China is a recognized currency manipulator, and is stopping at nothing to ensure that’s the Yuan is fully internationalized. The nation has adopted unpopular techniques to reach that goal, including limiting the availability of the Yuan. This unprecedented approach toward internationalizing a currency has not escaped the attention of scholars such as Chris Brummer, but the big question for now is, will China succeed in the path it’s taking? To put this issue into proper perspective, you need to consider the Yuan relative to the real interpretation of “international currency,” and the prerequisite characteristics that global currencies like the US dollar and British pound demonstrated a long time ago.

For starters, it’s necessary for a currency to be able to effectively function as a medium of exchange, and that’s assessed based on its approval levels among buyers and sellers as a form of payment for products bought, and for other financial matters. A currency demonstrates this capability if it’s legal tender, and as a question of market practice, approved as carrying an exchange value for a wide spectrum of economic activities. So, how well the Yuan is fulfilling this role as a medium of exchange beyond the Chinese borders is one way to measure its status as an international or potential international currency.

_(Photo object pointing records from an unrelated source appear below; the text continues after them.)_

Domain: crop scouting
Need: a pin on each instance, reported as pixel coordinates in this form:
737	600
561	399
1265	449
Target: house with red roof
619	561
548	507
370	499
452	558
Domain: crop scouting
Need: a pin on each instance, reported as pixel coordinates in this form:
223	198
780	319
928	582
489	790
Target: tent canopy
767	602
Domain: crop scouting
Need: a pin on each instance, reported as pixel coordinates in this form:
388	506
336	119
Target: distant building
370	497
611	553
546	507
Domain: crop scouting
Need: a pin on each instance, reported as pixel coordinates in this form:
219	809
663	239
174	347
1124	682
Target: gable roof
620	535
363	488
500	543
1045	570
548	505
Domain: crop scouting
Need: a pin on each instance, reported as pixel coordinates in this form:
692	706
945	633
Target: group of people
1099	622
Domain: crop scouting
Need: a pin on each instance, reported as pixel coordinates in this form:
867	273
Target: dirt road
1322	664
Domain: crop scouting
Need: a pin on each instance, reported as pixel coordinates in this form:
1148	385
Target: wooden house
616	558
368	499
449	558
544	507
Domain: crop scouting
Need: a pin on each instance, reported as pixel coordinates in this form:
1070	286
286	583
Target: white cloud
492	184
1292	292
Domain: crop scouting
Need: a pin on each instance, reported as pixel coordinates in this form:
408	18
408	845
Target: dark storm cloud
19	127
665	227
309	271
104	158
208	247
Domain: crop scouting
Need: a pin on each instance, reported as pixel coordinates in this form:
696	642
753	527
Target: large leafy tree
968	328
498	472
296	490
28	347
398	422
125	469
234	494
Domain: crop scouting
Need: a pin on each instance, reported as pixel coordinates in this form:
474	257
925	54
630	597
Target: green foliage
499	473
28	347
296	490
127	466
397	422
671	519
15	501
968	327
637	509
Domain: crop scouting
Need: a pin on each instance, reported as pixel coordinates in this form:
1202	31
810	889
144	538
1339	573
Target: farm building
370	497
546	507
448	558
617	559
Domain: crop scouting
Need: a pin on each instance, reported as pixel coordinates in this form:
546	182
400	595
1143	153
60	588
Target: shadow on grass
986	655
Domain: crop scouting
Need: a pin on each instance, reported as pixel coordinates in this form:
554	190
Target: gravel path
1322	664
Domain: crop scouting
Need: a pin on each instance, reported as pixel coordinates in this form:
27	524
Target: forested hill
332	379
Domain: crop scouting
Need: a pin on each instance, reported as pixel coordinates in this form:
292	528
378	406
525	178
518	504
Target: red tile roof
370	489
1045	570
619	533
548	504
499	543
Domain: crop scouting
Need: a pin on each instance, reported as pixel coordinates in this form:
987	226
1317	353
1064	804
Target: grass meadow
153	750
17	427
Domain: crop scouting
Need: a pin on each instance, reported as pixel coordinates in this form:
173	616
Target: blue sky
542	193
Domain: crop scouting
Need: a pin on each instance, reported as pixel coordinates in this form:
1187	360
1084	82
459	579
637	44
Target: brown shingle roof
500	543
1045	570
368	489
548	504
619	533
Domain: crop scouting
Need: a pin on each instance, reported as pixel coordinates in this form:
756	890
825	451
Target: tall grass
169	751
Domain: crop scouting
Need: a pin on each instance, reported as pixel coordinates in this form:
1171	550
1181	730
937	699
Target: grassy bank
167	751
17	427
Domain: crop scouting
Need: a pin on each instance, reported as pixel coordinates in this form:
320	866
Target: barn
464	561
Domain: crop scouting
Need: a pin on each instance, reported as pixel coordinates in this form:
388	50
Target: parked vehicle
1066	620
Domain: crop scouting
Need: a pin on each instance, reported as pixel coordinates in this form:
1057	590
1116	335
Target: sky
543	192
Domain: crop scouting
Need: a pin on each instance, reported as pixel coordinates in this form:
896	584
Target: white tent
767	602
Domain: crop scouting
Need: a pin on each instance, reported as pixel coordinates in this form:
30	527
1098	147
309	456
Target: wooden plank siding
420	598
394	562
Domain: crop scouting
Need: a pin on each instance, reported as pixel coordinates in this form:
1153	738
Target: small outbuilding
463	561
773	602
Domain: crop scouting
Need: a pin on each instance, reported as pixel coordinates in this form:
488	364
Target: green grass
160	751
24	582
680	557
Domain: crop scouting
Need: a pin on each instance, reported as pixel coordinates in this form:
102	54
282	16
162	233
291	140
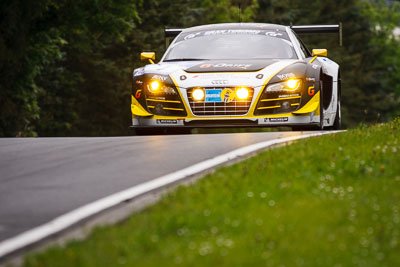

Another measure of currency internationalization is the extent to which it functions as a unit of account to value or cost things like services, goods etc. Notably, a currency may serve very well its role as measure of value without necessarily being used a lot as a medium of exchange. This means that one currency may be used to measure the value of goods, only for other currencies to be used to make the payments. Be that as it may, any currency that’s popular as a measure of value internationally is likely a preferred point of reference for cross-border transactions, no matter if any specific market players are really holding the currency.

The third and equally vital indicator of a currency’s international status is how well it’s doing as a stable store of value. Again, this is not a question of how widely accepted a currency is as a means of trade, but whether it can operate as a reserve asset for longest possible. In a scenario where a currency is utilized only as a medium of commerce, but market players don’t trust it as a reserve asset, it’ll certainly not be very popular considering that traders and people may give it up easily, fearing that it may lose value and negatively impact their capacity to utilize it.

Whether or not the Chinese Yuan will have to follow due growth processes and attain the important fundamentals of international currency remains to be seen.